Authorised push payment scams carried out by cyber criminals helped them steal £236 million from UK consumers in 2017 and another £145 million in the first six months of 2018, industry group UK Finance has revealed.
The UK stopped £1.4 billion worth unauthorised fraud last year
Research carried out by UK Finance revealed that the UK saw as many as 43,875 cases of authorised push payment scams last year that impacted a total of 42,837 UK consumers. Such scams involve scammers tricking consumers into authorising payments to them and since consumers authorise such fund transfers themselves, they often struggle to recover the amount from their banks.
Aside from authorised push payment scams, UK Finance also released figures that described the rise or fall in other types of financial scams such as remote purchase (card-not-present) fraud, counterfeit card fraud, lost and stolen card fraud, card ID theft, retainer face-to-face card fraud, phone banking fraud and online banking fraud.
Considering the threat posed to citizens as well as to the nation’s economic health by financial fraud and scams, the financial services sector in the UK has invested millions of pounds over the years to detect and prevent such scams and succeeded in stopping over £1.4 billion worth unauthorised fraud last year.

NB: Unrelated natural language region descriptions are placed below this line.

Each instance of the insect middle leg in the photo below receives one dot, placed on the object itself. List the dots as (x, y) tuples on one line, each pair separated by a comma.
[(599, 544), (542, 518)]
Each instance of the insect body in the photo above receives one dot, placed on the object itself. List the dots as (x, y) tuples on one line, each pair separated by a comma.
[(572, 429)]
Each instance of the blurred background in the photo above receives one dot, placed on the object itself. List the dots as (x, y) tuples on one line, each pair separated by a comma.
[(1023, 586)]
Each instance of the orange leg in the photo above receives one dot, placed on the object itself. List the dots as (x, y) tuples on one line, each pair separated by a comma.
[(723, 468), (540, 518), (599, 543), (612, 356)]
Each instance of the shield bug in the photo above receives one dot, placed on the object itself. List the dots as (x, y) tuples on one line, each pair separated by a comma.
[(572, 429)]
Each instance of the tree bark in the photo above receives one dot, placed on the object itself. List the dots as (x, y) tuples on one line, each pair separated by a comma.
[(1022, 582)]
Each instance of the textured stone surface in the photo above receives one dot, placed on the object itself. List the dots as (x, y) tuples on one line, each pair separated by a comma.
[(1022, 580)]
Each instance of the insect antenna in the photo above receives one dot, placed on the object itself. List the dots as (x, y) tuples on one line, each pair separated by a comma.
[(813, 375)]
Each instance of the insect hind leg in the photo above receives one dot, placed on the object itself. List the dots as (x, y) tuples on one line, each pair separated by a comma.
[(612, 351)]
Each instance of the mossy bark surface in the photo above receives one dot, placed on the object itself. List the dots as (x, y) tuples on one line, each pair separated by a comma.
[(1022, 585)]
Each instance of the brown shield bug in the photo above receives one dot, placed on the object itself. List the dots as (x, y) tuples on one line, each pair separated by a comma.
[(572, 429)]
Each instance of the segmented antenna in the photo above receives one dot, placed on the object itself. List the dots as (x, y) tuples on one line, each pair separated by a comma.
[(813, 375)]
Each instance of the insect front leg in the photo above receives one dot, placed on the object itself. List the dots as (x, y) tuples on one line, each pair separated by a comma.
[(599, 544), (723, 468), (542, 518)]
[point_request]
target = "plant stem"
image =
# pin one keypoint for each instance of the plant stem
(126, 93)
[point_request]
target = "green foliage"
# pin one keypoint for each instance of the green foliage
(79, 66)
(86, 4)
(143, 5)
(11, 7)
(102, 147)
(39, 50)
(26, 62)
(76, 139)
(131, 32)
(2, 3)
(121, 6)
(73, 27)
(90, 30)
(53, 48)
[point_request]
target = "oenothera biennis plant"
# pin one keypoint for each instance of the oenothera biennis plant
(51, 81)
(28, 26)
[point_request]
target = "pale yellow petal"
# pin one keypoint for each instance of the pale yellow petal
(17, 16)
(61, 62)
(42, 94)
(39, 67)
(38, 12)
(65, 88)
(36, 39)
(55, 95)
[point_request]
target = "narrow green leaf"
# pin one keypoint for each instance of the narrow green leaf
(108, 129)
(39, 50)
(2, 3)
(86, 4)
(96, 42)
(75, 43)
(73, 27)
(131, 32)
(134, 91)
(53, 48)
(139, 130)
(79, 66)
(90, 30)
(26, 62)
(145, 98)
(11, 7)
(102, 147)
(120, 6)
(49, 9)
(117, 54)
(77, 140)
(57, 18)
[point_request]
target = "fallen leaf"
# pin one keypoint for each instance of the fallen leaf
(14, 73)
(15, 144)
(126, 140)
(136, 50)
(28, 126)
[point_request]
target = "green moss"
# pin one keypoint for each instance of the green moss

“To help protect customers, we have developed initiatives such as the Banking Protocol – a ground-breaking rapid response scheme through which branch staff can alert police and Trading Standards to suspected frauds taking place. In 2017, while the Protocol was being rolled out to police forces across the country, it prevented £13.3 million of fraud and led to 129 arrests,” said Katy Worobec, Managing Director for Economic Crime at UK Finance.
Rise of authorised push payment scams
Despite such success, losses due to unauthorised fraud still totalled almost £732 million last year and combined with £236 million lost to authorised push payment scams, total losses incurred by UK citizens and businesses almost touched £1 billion last year.
According to figures released by the industry body, while payment card fraud accounted for 58 percent of all financial fraud losses last year, authorised push payment fraud accounted for 24 percent, and remote banking fraud accounted for 16 percent of all financial fraud losses.
Financial scams and fraud that incolved UK-issued cards resulted in losses of £566 million in 2017 which was similar to the amount lost in 2015 but significantly lesser than £618 million lost by citizens and businesses in 2016. Out of the £566 million lost in 2017, £407 million was lost to fraudulent operations within the country and £158 million was lost to fraudsters operating abroad.
According to Worobec, since financial fraud affects the whole of society, people from the public and the private sector must work together to stamp out fraud and to help people to confidently challenge the activities of cyber criminals.
“It is important to empower the customer by putting control over their account in their hands. This means they should be aware of any activity on their account and that they are in control of the authorisation and rejection of requests. While this level of agency and autonomy is important, banks still have a responsibility to enable their customers by providing them with the ability to monitor their finances in this way, and they should do everything they can to ensure that the system they have in place is secure,” said Frans Labuschagne, Country Manager for UK & Ireland at Entersekt.
“To protect themselves against fraud, customers should watch out for unsolicited SMSes or emails that requires them to click a link and/ or provide sensitive information, or to directly reply with sensitive information such as usernames, passwords, or password reset codes. They should also ensure that their mobile device software is up to date to ensure the latest security updates are applied, which address OS exploits and vulnerabilities that malicious apps rely on to extract information,” he added.